There’s no two ways about it, superhero movies are big money. And why wouldn’t they be? Think about it. They take pre-existing characters, already storyboarded, toss in a plot that has lots of explosions, add a few big-name actors, and there you go.

People will pay their hard-earned money for this experience, regardless of quality. People demand higher standards from a McDonald’s value menu item than they do from these pictures.

Comic book movies are no new thing. Superman and Batman movies have been around for decades. But in the last fifteen years there’s been an enormous boom. Since 2001, there have been a total of 38 Spider-Man movies, 19 Iron Man movies, a dozen Thors, and so many Avengers it’s unbearable. Two, I guess. How ever many, it’s too much.

One of the more interesting effects of this phenomenon is that films based on lesser known comics are appearing that probably wouldn’t have been given the chance to make the big screen otherwise. Adaptations of Guardians of the Galaxy and Ant-Man have grossed hundreds of millions of dollars at the box office, and garnered glowing reviews.

With this trend in mind, I have a few suggestions for some relatively obscure comic book characters that deserve to make that leap to the movie theatre. So, if you’re a big time movie producer looking for the next big hit, bear these in mind. And if you’re not, well, read them anyway I guess.

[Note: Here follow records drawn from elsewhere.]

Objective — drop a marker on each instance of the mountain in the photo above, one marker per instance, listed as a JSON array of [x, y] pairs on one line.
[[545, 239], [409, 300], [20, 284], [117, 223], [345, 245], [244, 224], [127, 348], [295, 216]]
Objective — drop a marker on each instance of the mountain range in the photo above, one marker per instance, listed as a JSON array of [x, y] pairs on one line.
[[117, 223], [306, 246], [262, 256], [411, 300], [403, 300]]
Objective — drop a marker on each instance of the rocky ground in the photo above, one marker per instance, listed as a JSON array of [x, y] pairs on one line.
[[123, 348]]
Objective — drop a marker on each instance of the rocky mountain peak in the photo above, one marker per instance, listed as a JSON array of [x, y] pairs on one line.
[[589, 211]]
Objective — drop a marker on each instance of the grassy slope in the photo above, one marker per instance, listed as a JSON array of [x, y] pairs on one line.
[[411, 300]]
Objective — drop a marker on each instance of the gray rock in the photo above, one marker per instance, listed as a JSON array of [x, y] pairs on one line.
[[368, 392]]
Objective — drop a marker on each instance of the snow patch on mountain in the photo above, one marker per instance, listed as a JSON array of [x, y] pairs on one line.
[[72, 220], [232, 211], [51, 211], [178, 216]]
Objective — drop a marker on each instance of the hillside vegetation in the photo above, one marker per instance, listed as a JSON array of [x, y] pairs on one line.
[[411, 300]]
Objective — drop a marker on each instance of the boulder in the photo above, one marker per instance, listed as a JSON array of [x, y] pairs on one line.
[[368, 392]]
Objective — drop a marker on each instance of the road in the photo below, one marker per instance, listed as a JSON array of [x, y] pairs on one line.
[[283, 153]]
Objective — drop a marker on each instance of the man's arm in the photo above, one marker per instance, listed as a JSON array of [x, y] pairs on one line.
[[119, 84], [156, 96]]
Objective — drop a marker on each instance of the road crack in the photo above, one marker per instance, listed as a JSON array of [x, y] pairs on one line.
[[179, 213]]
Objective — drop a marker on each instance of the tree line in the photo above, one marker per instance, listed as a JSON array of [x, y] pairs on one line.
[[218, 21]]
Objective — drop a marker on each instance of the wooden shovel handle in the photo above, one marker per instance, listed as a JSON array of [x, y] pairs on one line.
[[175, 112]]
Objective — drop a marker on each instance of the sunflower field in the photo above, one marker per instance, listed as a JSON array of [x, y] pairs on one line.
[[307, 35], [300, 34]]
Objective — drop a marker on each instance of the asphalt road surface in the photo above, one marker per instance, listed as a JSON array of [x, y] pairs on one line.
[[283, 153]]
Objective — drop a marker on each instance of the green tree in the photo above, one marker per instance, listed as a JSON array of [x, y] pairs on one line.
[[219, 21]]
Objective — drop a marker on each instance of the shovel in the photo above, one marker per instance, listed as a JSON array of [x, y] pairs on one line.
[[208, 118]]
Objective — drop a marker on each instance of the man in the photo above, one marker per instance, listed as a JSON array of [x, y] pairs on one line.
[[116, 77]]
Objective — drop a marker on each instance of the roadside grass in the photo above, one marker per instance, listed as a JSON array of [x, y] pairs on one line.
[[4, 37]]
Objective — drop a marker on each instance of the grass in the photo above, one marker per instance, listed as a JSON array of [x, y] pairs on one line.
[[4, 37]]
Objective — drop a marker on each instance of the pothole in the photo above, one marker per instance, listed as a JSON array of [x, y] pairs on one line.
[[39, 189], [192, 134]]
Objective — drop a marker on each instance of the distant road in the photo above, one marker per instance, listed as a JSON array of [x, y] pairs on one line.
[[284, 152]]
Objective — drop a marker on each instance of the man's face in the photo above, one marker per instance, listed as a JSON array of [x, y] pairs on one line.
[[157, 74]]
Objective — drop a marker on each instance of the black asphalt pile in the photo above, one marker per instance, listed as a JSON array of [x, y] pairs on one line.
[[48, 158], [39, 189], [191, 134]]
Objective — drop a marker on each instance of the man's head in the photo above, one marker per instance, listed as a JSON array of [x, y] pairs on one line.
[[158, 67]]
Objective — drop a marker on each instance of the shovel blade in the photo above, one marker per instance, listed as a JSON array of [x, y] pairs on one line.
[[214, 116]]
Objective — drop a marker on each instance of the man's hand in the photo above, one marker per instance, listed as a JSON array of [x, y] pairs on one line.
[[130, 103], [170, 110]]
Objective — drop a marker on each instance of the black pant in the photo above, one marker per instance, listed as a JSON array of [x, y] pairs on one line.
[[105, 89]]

Unlike Spider-Man, who was a human bitten by a radioactive spider, Wasp-Man was a regular working-class wasp who got bitten by a radioactive human. Now he uses his super powers to fight people trying to do evil gardening, and swoops into the jam and mimosas of villains at brunch telling inane stories from their weekend so loud the entire patio has to hear them.

Corn Man

Corn Man traverses the prairies of the Midwestern United States, appearing wherever someone isn’t eating enough corn. There’s a lot of potential for stories here, because, really, do any of us eat enough corn? In one memorable plotline that would be perfect for the silver screen, Corn Man faces his most dangerous arch-nemesis, a guy who’s making a burrito and inexplicably isn’t going to put corn in it.

Clipper Girl

Wandering the breadth of the land, Clipper Girl uses her powers to clip the toenails of lazy men who neglect to do so, ensuring that their casual girlfriends’ legs won’t get scratched or cut in bed. She also devotes much of her time trying to figure out why her superhero name is “Girl,” when she’s 27 years old.

The Bechdel Test

The Bechdel Test has a pretty unique set of abilities, and maybe couldn’t support a movie on her own, but would make a great sidekick. Her main power is to appear in other superhero movies for a scene or two and talk to the one female character about something other than a man.

Single Guy

From his bachelor apartment of solitude, Single Guy fights vigilantly to assert that he’s single by choice, he could be in a relationship if he wanted to, he’s just taking time to really know himself, and besides, he just hasn’t met the right woman yet, oh, and also he’s totally not gay. It’s 2015, if he were gay he’d just be gay, he’s not trying to hide anything, he swears.

The Mopper

The Mopper pretty much just mops. He’s not really a janitor, because janitors do more than just mop, plus they get paid. He’s more of a deranged ex-university professor who cracked under the pressure of work and his wife leaving him, and now he just mops, and the guys down at the local hardware store feel pity for him, so they let him mop up at the store because he’s not doing anyone any harm. Until one day when he stabs a bunch of people in the neck with an awl. No one really saw it coming, but a lot of people, when they’re gathered at the Tim Horton’s by the highway, say they knew something like that was bound to happen. He hung himself in prison five days in. Classic supervillain.

The Guacamole Kid

Wherever a restaurant is charging extra for guacamole, The Guacamole Kid is there to help you out. He can’t really do anything about the extra charge, it’s restaurant policy, but he’ll totally spot you that fifty cents. If he’s got it on him.